John Fitzsimons

Personal information
- Full name: John Thomas Fitzsimons
- Date of birth: 3 March 1915
- Place of birth: Glasgow, Scotland
- Date of death: 3 September 1995 (aged 80)
- Place of death: Glasgow, Scotland
- Position(s): Outside left

Youth career
- St Joseph's College

Senior career*
- Years: Team / Apps / (Gls)
- St Roch's
- 1934–1938: Celtic / 5 / (0)
- 1938–1941: Alloa Athletic / 28 / (22)
- 1941–1942: Clyde / 0 / (0)
- 1942–1946: Falkirk / 15 / (6)
- 1946–1947: Hamilton Academical / 11 / (3)
- 1947–1948: Clyde / 21 / (7)
- Total:  / 80 / (38)

= John Fitzsimons (footballer) =

Scottish footballer

John Thomas Fitzsimons (3 March 1915 – 3 September 1995) was a Scottish footballer who played as an outside left, and a medical doctor who acted as Celtic F.C.'s club physician for 34 years, also working for the Scotland national football team in the role.

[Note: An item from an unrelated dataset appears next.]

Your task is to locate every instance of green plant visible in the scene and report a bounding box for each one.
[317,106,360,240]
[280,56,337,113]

He began his senior football career at Celtic in 1934, also training for his medical qualifications at the Anderson College of Medicine (then associated with the University of Glasgow but today an integral part of the University of Strathclyde). Due in part to his educational commitments he was only a fringe player at the Hoops (five Scottish Division One appearances in four seasons), and transferred to lower division Alloa Athletic in 1938. During World War II when the usual competitions were suspended for seven years, he switched to Clyde then Falkirk, where he made over 150 appearances in total, played on the losing side in the 1943 Southern League Cup final and was still with the Bairns when official competitions resumed in 1946, though by the end of that year he had signed for Hamilton Academical, soon making a return to Clyde before retiring from playing in 1948.

In his medical career, Fitzsimons worked at Belvidere Hospital (Parkhead) then as a GP in his native Glasgow. In 1953 he was appointed as Celtic's club doctor, a position he held until 1987 spanning the highly successful period under manager Jock Stein. He had a similar occasional role with the Scottish international squad from 1970 to 1982, accompanying them to three FIFA World Cup finals tournaments. He was made a Knight of the Order of St. Sylvester by Pope Paul VI in 1976 for his commitment to the local Lourdes Hospitalité pilgrimage foundation.